Bug 474946

Summary: Permissions problems prevent Zope service from starting
Product: [Fedora] Fedora EPEL Reporter: Russell Haering <russell_h>
Component: zopeAssignee: Jonathan Steffan <jonathansteffan>
Status: CLOSED WONTFIX QA Contact: Fedora Extras Quality Assurance <extras-qa>
Severity: high Docs Contact:
Priority: low    
Version: el5CC: jonathansteffan, mastahnke, russell_h
Target Milestone: ---   
Target Release: ---   
Hardware: i386   
OS: Linux   
Whiteboard: ActualBug
Fixed In Version: Doc Type: Bug Fix
Doc Text:
Story Points: ---
Clone Of: Environment:
Last Closed: 2009-09-07 21:03:38 UTC Type: ---
Regression: --- Mount Type: ---
Documentation: --- CRM:
Verified Versions: Category: ---
oVirt Team: --- RHEL 7.3 requirements from Atomic Host:
Cloudforms Team: --- Target Upstream Version:
Embargoed:

Description Russell Haering 2008-12-05 23:58:48 UTC 
Description of problem:
The zope init script hangs on a clean installation of Zope on CentOS 5.2

Version-Release number of selected component (if applicable):
zope.i386 2.10.6-1.el5

How reproducible:
Always

Steps to Reproduce:
1. $ yum install zope
2. $ service zope start
  
Actual results:
Starting zope:
... never returns

Expected results:
Starting zope:                                             [  OK  ]
or
Starting zope:                                             [FAILED]

Additional info:
There are really 2 problems:
1. By default /var/lib/zope is owned by root:root with drwx------

zopectl tries to run things as user 'zope', and fails. A "chmod og+rx /var/lib/zope" fixes the problem.

2. The init script directs the output of zopectl to /dev/null, and waits for it to return. But, due to the error above zopectl never returns, so the init script is unable to catch the error.
Comment 1 Jonathan Steffan 2009-05-25 20:03:38 UTC 
/var/lib/zope is by default the zope INSTANCE_HOME which should be secured. By default, requiring root to run/use zope is the route I decided to go (rather, continue from the previous maintainer.) The packages would have to be completely reworked (they really should be) so using/running zope is not a privileged operation. The only real issue is how to remain upgrade compatible while still providing the ability to continue to have a default zope instance.
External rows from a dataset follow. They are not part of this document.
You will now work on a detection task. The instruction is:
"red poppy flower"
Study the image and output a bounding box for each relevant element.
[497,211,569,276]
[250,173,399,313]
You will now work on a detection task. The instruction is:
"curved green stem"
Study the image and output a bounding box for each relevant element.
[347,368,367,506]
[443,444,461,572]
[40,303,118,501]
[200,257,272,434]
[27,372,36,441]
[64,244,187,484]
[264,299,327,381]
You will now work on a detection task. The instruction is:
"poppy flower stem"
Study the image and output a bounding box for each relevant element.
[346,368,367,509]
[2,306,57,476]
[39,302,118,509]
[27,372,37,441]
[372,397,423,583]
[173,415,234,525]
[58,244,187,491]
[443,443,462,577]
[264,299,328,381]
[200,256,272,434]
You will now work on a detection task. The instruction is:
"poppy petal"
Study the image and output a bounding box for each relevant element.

Splitting out the default instance to zope-instance or similar subpackage is what would be ideal, but the only way I can see to make this previous version compatible is to require zope-instance via zope which is going to like break things.

With regards to the init script, those should also be rewritten. I started working on this but found that some people want to run zope on ports <1024 and the only way to do this is with the [reportedly] broken zopectl -u call. We really need to be using runuser or similar. Additionally, only stderr is redirected to /dev/null and we use the stdout results to figure out if zopectl worked. It's possible that the newer zopectl uses correct return codes now, and this is yet another legacy packaging workaround.

If you are still interested in getting these issues fixed, ideas/examples/testing are welcomed. I'm building the updated zope today but am not sure if I'll have the time to test fixes for all of the above.
Comment 2 Jonathan Steffan 2009-09-07 21:03:38 UTC 
I'm going to go ahead and close this. I don't have a good migration path to allow both non-root and root access to the zope service without a complete rewrite of all the packages, which would require a namespace change (which might be a good idea) but I don't have time to do this now.